Furthermore, visit your local library. Every library is different, but they lend out more than just books. For example, some libraries have board games, video games, movies, Chromebooks, and homeschool supplies to check out.

Maintenance

Maintaining your home, cars, and appliances makes them last longer and less likely to have costly repairs or replacements sooner than needed.

Therefore, make sure to keep your maintaining what you want to last. 

Buy reusable instead of disposable

Disposable items are really convenient but a lot more expensive and basically a waste of money. 

Instead of disposable:

Repurpose & Upcycle

Repurpose things you can no longer use for their intended purpose, and upcycle things you have or find for new things you want.

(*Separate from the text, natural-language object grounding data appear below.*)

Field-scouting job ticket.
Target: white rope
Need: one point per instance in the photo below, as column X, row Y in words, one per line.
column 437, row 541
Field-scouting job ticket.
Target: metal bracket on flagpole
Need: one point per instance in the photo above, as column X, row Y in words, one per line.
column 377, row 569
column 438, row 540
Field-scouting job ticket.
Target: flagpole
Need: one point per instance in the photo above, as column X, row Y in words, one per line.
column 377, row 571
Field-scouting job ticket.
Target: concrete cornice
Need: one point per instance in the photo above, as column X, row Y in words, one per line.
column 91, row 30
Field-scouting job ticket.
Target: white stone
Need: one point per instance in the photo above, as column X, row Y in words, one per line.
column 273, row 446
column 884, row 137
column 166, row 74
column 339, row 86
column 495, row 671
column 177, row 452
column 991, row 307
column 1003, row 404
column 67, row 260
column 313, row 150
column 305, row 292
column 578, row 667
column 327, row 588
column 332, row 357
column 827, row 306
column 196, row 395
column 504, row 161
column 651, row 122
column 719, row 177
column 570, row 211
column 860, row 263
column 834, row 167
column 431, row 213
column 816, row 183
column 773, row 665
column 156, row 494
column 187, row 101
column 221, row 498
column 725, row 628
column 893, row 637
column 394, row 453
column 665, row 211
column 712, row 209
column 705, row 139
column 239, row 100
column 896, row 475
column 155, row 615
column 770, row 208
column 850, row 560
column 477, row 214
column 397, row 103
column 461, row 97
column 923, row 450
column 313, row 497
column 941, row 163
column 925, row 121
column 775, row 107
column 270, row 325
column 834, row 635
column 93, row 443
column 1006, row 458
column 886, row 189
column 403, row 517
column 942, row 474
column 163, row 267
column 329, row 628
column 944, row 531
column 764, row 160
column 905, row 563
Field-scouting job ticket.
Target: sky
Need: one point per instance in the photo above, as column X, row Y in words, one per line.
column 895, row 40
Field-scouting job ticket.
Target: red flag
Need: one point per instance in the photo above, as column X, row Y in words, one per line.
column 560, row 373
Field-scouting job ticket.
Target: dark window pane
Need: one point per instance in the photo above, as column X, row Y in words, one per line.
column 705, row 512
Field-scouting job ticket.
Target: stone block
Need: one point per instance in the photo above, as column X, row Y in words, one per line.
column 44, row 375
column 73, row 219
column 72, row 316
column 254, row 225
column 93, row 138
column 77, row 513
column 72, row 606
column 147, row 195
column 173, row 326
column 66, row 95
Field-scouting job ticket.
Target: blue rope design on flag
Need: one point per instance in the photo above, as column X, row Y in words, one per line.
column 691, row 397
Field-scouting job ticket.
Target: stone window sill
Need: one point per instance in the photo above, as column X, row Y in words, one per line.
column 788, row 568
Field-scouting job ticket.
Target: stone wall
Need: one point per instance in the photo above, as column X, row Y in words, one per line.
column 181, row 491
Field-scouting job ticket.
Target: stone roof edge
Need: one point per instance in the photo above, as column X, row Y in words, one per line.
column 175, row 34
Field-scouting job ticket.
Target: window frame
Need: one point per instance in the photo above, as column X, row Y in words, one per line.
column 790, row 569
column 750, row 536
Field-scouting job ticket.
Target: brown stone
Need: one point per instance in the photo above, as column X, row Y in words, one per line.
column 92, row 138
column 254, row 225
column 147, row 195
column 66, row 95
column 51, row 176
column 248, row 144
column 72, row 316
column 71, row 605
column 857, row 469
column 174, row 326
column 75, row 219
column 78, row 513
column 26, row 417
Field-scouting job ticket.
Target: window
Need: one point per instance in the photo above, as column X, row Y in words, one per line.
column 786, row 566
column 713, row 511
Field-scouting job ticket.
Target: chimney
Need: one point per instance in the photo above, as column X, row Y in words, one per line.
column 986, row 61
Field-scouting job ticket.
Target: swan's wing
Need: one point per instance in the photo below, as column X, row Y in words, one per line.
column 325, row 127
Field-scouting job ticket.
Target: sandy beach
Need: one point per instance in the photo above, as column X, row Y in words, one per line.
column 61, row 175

For example, cut up old towels and clothing for rags to clean with, or repaint your bedroom furniture and reupholster your headboard for a cheap room makeover.  

Be Content

Change your mindset to one of being content and thankful. When you shift the way you think, you want less, and therefore you spend less.

Use it up

Lastly, use it ’til you can’t use it no more! Replacing things just for the sake of replacing them is wasteful and expensive.  

So, use what you have until it doesn’t work, and then try to fix it. If it can’t be fixed then, and only then, is it time to buy another one.

Conclusion

If we applied the same “use it up, wear it out, make do, or do without” attitude to our life, we could live within our means and reach our financial goals a little quicker.  

So, choose some of these frugal living tips from the great depression to help save you a bit more money this year.